Anti-Bourdain
Why I hate Anthony Bourdain and his stupid food philosophy
Anthony Bourdain. The Unabomber Ted Kaczynski never knew of him, I’d guess, but he understood his type well. Bourdain was an oversocialised leftist. A man who, to avoid a deep sense of guilt and worthlessness, overidentifies with the system and presents conformity with its values as a kind of rebellion. That might sound complicated, but it’s really not.

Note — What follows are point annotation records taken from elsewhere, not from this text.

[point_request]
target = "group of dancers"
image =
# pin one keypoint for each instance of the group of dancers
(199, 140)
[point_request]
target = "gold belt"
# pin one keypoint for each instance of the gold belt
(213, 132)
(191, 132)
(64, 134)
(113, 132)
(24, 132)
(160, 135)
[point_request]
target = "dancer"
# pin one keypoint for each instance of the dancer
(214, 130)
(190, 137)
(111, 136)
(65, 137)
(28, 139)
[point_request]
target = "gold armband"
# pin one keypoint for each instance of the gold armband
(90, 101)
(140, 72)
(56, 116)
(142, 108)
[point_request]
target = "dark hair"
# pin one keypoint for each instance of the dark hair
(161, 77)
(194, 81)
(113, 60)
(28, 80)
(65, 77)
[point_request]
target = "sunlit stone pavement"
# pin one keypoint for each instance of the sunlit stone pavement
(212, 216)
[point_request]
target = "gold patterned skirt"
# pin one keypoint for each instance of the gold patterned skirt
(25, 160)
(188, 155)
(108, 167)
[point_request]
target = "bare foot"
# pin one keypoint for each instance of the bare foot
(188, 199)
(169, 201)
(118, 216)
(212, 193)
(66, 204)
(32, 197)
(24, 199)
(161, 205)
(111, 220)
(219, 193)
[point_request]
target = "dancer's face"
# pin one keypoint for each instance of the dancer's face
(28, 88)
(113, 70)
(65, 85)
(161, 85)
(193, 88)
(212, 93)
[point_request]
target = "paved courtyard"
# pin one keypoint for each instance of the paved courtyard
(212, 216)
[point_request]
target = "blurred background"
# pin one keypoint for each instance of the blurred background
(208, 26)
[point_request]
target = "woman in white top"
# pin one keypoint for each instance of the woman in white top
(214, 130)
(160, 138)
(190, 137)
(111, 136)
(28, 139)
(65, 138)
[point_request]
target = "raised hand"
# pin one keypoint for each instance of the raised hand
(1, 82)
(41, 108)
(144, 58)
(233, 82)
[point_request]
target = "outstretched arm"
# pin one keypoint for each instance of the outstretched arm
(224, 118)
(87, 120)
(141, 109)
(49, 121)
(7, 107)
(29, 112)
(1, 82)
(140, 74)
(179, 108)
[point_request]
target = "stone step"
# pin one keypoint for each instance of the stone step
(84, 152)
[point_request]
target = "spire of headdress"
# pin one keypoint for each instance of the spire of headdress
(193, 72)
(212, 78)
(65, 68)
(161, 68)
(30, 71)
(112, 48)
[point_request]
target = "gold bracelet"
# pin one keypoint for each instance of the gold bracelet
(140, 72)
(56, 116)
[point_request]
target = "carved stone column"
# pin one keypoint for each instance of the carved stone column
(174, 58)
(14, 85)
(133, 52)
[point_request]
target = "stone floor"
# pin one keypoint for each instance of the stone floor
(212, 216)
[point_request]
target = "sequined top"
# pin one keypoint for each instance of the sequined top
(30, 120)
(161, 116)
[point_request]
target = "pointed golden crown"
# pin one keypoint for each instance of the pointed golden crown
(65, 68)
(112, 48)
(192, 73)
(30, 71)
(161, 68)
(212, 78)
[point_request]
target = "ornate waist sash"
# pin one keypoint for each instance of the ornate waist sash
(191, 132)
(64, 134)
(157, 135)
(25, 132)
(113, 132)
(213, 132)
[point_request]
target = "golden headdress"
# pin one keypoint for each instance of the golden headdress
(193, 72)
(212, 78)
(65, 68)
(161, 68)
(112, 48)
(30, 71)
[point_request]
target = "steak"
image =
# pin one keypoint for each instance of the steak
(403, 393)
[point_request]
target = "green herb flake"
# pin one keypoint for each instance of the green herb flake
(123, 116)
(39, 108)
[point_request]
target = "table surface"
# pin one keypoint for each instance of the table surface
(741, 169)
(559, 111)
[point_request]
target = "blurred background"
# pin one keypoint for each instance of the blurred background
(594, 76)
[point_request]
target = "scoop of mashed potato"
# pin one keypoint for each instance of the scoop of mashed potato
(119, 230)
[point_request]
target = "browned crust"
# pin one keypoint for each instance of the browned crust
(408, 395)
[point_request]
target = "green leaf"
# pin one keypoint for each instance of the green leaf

“Generally speaking,” Kaczynski writes, “the goals of today’s leftists are NOT in conflict with the accepted morality. On the contrary, the left takes an accepted moral principle, adopts it as its own, and then accuses mainstream society of violating that principle. Examples: racial equality, equality of the sexes, helping poor people, peace as opposed to war, nonviolence generally, freedom of expression, kindness to animals. All these have been deeply rooted values of our society… for a long time… Leftists, especially those of oversocialized type, usually do not rebel against these principles but justify their hostility to society by claiming… that society is not living up to these principles.”
Everything Bourdain sold as edgy and punk, the mark of a free thinker and a free spirit—travelling the world, drinking a pint at 4pm in an empty bar, eating an oyster, having that extra slice of French toast, mass immigration as a way of brightening up our pale, stale, male countries—was indistinguishable from the spirit of our age.
In many respects, he reminds me of Henry Rollins, an oversocialised Gen Xer who also sells conformist rebellion to the masses. Rollins was once a tough-guy, a “hardcore” Orange County punk who rhapsodised on the harsh discipline of the barbell and the weight room. Then he started doing “spoken-word” tours. Although he still does that thousand-yard-stare thing and crosses his tattooed arms like he’s about to cave your head in, Rollins now, in his mid-60s, looks like a middle-aged lesbian— with the politics to match. In truth, though, nothing has changed about Henry Rollins. He was always a spiritual lesbian. But the music was loud and aggressive enough, and perhaps we all were innocent enough, not to notice.